Все вроде бы в ажуре. Евтеев остается занозой, но не особенно и страшной. К тому же полной определенности нет, он еще и помереть может запросто, что никак не повергнет Смолина в горькие рыдания. Золотишко отдадут не сегодня-завтра. Татарин точно не жилец. Все вроде бы благополучно утряслось.
Самое смешное, что Смолин, прислушиваясь к себе, временами чувствовал некую смутную тоску и внутреннюю опустошенность. Он словно бы достиг вершины. Звездный час остался позади. Любой антиквар согласится, что стать обладателем сразу семи подлинных яиц Фаберже - это вершина, пик карьеры.

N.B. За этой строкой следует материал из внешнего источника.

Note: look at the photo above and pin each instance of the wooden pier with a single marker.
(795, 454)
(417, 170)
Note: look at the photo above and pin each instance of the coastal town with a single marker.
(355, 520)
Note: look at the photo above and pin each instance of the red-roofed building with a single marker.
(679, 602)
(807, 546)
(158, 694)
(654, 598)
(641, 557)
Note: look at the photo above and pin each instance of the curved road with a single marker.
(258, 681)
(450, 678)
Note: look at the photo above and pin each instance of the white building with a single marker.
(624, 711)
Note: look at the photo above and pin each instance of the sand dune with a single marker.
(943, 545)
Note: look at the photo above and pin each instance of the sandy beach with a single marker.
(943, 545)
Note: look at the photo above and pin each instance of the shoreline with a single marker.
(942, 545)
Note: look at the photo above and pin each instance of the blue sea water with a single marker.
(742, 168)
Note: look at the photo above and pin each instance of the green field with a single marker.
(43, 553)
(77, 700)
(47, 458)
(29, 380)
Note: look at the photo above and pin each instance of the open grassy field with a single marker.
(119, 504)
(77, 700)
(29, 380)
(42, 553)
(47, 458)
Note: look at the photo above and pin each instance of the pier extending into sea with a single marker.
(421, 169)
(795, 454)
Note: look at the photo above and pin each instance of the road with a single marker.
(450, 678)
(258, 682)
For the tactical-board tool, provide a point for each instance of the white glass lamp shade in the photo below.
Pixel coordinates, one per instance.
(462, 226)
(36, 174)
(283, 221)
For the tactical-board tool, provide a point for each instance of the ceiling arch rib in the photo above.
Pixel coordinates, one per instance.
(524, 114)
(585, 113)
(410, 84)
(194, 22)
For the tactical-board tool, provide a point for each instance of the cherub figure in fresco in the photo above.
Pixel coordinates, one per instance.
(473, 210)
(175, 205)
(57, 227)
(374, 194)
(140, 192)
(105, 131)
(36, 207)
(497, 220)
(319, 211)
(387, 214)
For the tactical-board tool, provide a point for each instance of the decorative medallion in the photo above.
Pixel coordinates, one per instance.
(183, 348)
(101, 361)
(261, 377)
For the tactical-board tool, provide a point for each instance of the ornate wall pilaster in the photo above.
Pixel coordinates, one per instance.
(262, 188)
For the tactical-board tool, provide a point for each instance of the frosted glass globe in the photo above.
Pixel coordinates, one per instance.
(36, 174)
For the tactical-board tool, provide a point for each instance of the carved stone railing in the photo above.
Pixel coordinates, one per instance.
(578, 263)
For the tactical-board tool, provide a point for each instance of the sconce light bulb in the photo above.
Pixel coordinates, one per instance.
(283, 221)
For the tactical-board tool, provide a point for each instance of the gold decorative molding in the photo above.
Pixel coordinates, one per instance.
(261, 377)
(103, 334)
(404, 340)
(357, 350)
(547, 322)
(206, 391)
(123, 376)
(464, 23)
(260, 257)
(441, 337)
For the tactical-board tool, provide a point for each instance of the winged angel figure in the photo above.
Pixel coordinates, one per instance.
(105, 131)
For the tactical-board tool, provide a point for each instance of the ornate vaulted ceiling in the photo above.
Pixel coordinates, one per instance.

Непонятно даже, что теперь нужно найти, чтобы превзойти это достижение. Куда двигаться дальше по служебной лестнице фельдмаршалу? Да некуда, просто никаких более старших чинов в воинских уставах не предусмотрено. Что бы ни свершил, помрешь, один черт, тем же фельдмаршалом…
Правда, эти душевные терзания были не такими уж и сильными. Смолин не собирался тяготиться всерьез этакой лирикой - особенно теперь, когда перед владельцем яиц Фаберже, пусть даже и чистейшим перед законом, встают серьезнейшие жизненные проблемы, о каких прежде и не думал…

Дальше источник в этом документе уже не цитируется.